Следовательно, подобное обстоятельство - монополия на выполнение духовного или интеллектуального труда предполагает одну посылку, которая была фундаментом всей классической культуры. Это посылка приобщенности интеллигенции к внутреннему, истинному строению и плану мира. То есть с точки зрения того, я уверен, что в силу своего положения, в силу того, что я привожу интеллектуальные инструменты в действие, чтобы что-то знать, понимать, писать книги, рисовать, сочинять политические памфлеты, я и нахожусь в такой точке, из которой мне и только мне видна Истина, Красота, Правда, и поэтому я могу просвещать народ, руководить им, опекать его, защищать его и т.д. То есть, интеллигенция - это как бы невралгическая точка, в которую сходятся все знания, мысли, состояния, крики гнева и радости из всех частей общественного тела, которое само по себе лишено языка и мозга и говорит лишь через один язык и мозг, а именно - мозг просвещенного слоя интеллигенции.
Значит, такая ситуация, повторяю, предполагает некоторую уникальность труда, факт наличия меньшинства, которое приобщено к культуре и духовному производству, предполагает монопольную форму этого производства, и отсюда вырастают все эти установки, из которых главная для нас - сознание того, что в силу моего положения я уже приобщен к знанию; ну, скажем так, к знанию замыслов провидения. К тайному, скрытому плану истории или мироустройства.
Так вот, это и есть философское представление, и оно является продуктом, унаследованным европейской культурой от греков, а именно, продуктом древней философской идеи различия двух миров - скрытого, действительного мира и мира явного, открытого. То есть, различения между миром истины и миром мнения или заблуждения. Есть мир истины, т.е. мир знания о чем-то, что требует, чтобы быть понятым, каких-то специальных процедур, актов мышления и размышления, и что, тем самым, не дано само собой, что нужно еще узнать, а не просто увидеть. И есть другой мир, который дан нам в наших представлениях, спонтанных мнениях, которые складываются как бы сами собой, даются нам какой-то традицией.

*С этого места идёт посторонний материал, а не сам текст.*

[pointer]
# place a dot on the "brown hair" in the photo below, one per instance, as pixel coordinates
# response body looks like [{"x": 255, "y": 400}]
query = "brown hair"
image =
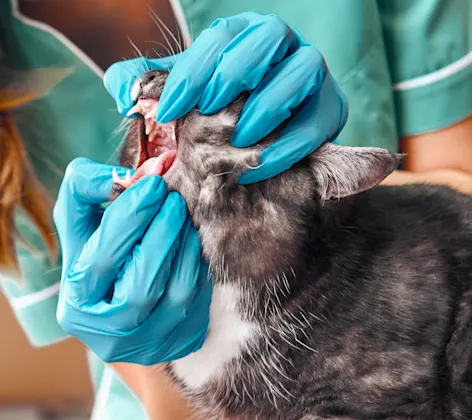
[{"x": 19, "y": 187}]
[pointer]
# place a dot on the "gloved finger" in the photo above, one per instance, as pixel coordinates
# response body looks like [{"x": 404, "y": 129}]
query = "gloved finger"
[
  {"x": 119, "y": 78},
  {"x": 189, "y": 334},
  {"x": 303, "y": 135},
  {"x": 110, "y": 247},
  {"x": 77, "y": 212},
  {"x": 284, "y": 88},
  {"x": 146, "y": 275},
  {"x": 237, "y": 70},
  {"x": 193, "y": 70}
]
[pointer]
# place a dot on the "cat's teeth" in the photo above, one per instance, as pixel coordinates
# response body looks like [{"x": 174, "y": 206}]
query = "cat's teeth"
[
  {"x": 151, "y": 114},
  {"x": 116, "y": 178},
  {"x": 137, "y": 109}
]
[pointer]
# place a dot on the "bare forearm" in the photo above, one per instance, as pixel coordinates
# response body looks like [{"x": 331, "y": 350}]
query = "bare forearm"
[
  {"x": 443, "y": 157},
  {"x": 458, "y": 180}
]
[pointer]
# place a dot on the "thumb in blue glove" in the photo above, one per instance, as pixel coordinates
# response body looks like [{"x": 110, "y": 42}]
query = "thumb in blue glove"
[
  {"x": 134, "y": 285},
  {"x": 259, "y": 53}
]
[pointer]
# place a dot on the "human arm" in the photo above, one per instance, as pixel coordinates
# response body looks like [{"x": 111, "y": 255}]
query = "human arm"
[{"x": 442, "y": 157}]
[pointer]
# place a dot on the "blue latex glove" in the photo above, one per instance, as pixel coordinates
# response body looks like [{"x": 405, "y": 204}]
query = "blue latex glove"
[
  {"x": 134, "y": 285},
  {"x": 248, "y": 52}
]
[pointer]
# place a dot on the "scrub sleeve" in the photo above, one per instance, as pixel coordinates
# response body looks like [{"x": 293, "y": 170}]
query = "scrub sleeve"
[
  {"x": 74, "y": 119},
  {"x": 405, "y": 66}
]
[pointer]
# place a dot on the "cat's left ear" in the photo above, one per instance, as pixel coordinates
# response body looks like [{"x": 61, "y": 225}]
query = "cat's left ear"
[{"x": 341, "y": 171}]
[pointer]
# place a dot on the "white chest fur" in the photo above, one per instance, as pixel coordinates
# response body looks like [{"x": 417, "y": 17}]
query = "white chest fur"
[{"x": 227, "y": 336}]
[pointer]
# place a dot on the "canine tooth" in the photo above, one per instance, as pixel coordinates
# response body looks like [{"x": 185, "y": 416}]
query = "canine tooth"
[
  {"x": 136, "y": 109},
  {"x": 151, "y": 114},
  {"x": 116, "y": 178}
]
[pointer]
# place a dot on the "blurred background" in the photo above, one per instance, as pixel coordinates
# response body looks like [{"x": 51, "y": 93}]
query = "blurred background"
[{"x": 53, "y": 382}]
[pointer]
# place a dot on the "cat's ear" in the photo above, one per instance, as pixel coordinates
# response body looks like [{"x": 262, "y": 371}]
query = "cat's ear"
[{"x": 341, "y": 171}]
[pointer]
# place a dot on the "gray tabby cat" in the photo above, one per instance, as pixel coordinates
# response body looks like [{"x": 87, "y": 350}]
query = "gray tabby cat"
[{"x": 332, "y": 299}]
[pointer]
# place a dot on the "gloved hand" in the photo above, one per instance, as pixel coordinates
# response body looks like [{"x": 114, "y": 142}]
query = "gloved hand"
[
  {"x": 134, "y": 285},
  {"x": 248, "y": 52}
]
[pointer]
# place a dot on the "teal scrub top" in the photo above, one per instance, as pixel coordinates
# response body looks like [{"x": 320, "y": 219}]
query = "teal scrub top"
[{"x": 405, "y": 67}]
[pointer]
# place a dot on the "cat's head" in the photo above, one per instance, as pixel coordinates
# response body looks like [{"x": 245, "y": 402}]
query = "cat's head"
[{"x": 195, "y": 157}]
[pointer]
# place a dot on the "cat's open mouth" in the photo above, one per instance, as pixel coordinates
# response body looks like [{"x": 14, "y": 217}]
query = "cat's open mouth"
[{"x": 157, "y": 143}]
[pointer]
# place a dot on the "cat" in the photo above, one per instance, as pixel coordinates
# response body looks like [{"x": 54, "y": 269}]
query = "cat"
[{"x": 334, "y": 297}]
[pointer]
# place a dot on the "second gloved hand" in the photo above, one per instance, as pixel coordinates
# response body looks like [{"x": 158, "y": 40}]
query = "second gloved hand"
[
  {"x": 134, "y": 285},
  {"x": 257, "y": 53}
]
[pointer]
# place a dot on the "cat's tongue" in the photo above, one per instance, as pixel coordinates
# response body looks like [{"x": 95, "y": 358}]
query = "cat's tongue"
[{"x": 155, "y": 166}]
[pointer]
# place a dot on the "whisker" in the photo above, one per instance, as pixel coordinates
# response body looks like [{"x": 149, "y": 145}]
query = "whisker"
[
  {"x": 139, "y": 52},
  {"x": 162, "y": 45},
  {"x": 179, "y": 46}
]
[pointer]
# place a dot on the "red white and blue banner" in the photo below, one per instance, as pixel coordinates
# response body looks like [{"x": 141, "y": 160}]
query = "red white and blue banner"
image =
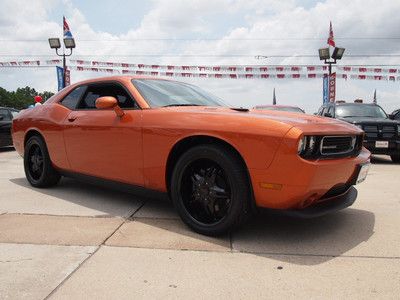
[{"x": 218, "y": 71}]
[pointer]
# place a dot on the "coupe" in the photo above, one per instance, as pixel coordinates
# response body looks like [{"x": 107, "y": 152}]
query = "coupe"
[{"x": 218, "y": 164}]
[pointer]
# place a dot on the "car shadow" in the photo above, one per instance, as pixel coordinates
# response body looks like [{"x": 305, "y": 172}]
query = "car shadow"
[
  {"x": 305, "y": 241},
  {"x": 106, "y": 201},
  {"x": 6, "y": 149},
  {"x": 277, "y": 237}
]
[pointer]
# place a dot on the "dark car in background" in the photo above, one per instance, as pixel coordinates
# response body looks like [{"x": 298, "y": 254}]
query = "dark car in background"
[
  {"x": 280, "y": 108},
  {"x": 6, "y": 116},
  {"x": 382, "y": 134},
  {"x": 395, "y": 115}
]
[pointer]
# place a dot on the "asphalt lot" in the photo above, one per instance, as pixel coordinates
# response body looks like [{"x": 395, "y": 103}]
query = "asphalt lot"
[{"x": 78, "y": 241}]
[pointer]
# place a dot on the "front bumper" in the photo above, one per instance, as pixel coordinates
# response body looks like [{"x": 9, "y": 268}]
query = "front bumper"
[
  {"x": 328, "y": 205},
  {"x": 293, "y": 183}
]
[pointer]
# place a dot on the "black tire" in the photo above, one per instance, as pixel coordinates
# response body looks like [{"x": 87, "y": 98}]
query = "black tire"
[
  {"x": 211, "y": 190},
  {"x": 395, "y": 158},
  {"x": 37, "y": 164}
]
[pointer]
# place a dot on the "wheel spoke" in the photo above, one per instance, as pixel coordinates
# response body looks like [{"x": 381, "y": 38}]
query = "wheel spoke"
[{"x": 205, "y": 191}]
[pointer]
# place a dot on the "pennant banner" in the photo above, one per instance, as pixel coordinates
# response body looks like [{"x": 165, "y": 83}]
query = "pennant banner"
[{"x": 222, "y": 71}]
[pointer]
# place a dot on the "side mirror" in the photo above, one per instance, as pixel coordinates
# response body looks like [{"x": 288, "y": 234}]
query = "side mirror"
[{"x": 109, "y": 102}]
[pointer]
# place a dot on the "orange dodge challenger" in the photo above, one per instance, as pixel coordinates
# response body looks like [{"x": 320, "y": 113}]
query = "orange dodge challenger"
[{"x": 216, "y": 163}]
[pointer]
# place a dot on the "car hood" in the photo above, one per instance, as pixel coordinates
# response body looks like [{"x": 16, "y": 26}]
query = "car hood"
[{"x": 304, "y": 122}]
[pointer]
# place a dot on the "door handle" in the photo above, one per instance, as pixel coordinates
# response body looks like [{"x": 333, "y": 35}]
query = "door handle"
[{"x": 72, "y": 118}]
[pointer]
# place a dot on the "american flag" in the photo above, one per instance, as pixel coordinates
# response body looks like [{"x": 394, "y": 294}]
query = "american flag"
[
  {"x": 331, "y": 41},
  {"x": 67, "y": 32}
]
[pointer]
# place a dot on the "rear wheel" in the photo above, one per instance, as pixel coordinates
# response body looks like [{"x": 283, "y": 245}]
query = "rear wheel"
[
  {"x": 38, "y": 168},
  {"x": 395, "y": 158},
  {"x": 210, "y": 189}
]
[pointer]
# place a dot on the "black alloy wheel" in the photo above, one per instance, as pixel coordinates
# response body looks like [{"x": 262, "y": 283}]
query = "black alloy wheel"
[
  {"x": 37, "y": 164},
  {"x": 395, "y": 158},
  {"x": 206, "y": 191},
  {"x": 210, "y": 189}
]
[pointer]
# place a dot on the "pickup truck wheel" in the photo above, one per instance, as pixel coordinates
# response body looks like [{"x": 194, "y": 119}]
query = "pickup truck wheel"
[
  {"x": 395, "y": 158},
  {"x": 38, "y": 168},
  {"x": 210, "y": 189}
]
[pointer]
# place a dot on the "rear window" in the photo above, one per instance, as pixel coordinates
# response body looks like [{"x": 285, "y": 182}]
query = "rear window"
[{"x": 72, "y": 99}]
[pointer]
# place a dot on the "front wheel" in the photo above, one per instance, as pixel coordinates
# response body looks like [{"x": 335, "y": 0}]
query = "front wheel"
[
  {"x": 38, "y": 168},
  {"x": 395, "y": 158},
  {"x": 210, "y": 189}
]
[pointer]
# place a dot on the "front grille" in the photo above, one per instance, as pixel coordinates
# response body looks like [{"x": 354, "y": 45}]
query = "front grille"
[
  {"x": 388, "y": 132},
  {"x": 335, "y": 145},
  {"x": 380, "y": 131}
]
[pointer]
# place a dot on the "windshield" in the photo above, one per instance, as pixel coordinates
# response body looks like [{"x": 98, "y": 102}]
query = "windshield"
[
  {"x": 357, "y": 110},
  {"x": 159, "y": 93}
]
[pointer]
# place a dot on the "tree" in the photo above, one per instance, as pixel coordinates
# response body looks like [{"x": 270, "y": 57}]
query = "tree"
[{"x": 22, "y": 97}]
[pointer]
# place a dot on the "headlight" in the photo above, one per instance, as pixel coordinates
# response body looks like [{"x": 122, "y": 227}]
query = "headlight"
[
  {"x": 302, "y": 145},
  {"x": 359, "y": 126},
  {"x": 307, "y": 146}
]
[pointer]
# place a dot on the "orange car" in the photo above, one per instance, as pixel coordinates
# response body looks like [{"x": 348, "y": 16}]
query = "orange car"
[{"x": 216, "y": 163}]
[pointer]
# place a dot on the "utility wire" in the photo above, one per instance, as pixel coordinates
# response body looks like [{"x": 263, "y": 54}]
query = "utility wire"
[{"x": 208, "y": 39}]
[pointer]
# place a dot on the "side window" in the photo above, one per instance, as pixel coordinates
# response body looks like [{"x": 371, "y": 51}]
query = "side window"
[
  {"x": 5, "y": 115},
  {"x": 331, "y": 111},
  {"x": 107, "y": 89},
  {"x": 72, "y": 99}
]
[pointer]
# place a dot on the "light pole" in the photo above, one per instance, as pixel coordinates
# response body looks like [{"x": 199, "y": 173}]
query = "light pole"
[
  {"x": 69, "y": 43},
  {"x": 326, "y": 57}
]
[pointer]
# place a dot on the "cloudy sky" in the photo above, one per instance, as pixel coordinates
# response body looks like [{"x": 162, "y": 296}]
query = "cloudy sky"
[{"x": 209, "y": 32}]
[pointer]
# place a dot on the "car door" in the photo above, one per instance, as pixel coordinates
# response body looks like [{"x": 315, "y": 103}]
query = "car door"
[
  {"x": 5, "y": 127},
  {"x": 101, "y": 144}
]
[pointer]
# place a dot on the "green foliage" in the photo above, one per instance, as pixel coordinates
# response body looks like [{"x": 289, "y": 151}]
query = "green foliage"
[{"x": 22, "y": 97}]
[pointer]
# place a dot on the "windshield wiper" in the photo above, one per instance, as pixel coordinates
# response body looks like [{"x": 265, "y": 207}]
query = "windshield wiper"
[{"x": 182, "y": 104}]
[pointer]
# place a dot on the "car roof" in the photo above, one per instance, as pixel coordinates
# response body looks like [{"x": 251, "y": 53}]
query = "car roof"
[{"x": 117, "y": 78}]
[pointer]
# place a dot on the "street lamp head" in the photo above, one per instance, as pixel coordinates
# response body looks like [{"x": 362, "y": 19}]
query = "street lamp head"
[
  {"x": 69, "y": 43},
  {"x": 54, "y": 43},
  {"x": 324, "y": 53},
  {"x": 338, "y": 53}
]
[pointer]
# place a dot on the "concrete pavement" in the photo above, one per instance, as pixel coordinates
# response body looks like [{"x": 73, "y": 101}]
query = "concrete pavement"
[{"x": 81, "y": 241}]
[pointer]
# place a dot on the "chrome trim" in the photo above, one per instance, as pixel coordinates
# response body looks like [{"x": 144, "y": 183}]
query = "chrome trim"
[{"x": 352, "y": 145}]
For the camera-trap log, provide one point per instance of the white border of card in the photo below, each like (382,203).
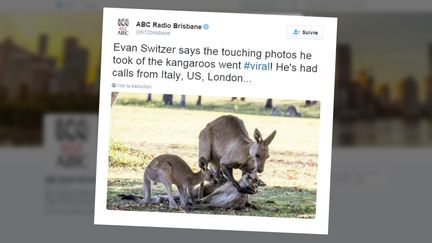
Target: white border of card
(241,30)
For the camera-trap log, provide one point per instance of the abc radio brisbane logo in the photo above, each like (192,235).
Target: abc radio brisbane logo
(123,24)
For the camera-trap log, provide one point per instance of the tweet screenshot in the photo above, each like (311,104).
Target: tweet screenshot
(215,120)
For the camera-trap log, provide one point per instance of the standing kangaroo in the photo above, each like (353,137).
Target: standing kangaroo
(225,144)
(170,169)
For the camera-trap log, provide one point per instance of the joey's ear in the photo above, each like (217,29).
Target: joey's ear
(257,136)
(268,140)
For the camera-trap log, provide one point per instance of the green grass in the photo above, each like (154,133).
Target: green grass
(291,202)
(140,132)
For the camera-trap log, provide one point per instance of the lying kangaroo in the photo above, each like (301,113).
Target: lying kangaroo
(217,196)
(170,169)
(227,196)
(225,144)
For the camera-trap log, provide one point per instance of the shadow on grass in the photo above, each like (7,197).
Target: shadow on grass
(287,202)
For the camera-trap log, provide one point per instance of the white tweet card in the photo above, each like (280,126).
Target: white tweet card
(212,120)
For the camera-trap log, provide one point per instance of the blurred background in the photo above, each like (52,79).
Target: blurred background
(49,83)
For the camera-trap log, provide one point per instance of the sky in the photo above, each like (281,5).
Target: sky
(390,46)
(25,28)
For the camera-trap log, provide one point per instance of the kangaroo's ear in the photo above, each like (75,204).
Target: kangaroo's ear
(257,136)
(268,140)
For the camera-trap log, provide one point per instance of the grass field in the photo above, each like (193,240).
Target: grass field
(139,132)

Значит, есть мир по истине и мир по мнению.
Дальше я эту идею подробно не буду объяснять, пока мне достаточно сказать, что то, что я назвал интеллигенцией, и есть тот слой людей, которому дано при затраченном, разумеется, труде и усилиях знать, каков мир по истине. И с позиции этого знания сообщать нечто другим, которые естественным образом живут в мире по мнению, сообщать им, каков этот мир, помогать им просвещаться. Ибо просвещение и опека обязательно предполагают существование невидимого мира по истине. Поскольку он невидимый, то и нужно, следовательно, обладать искусством в видимом или через видимое увидеть невидимое. И это невидимое есть как раз истинное, то, что есть на самом деле, а не то, что нам кажется.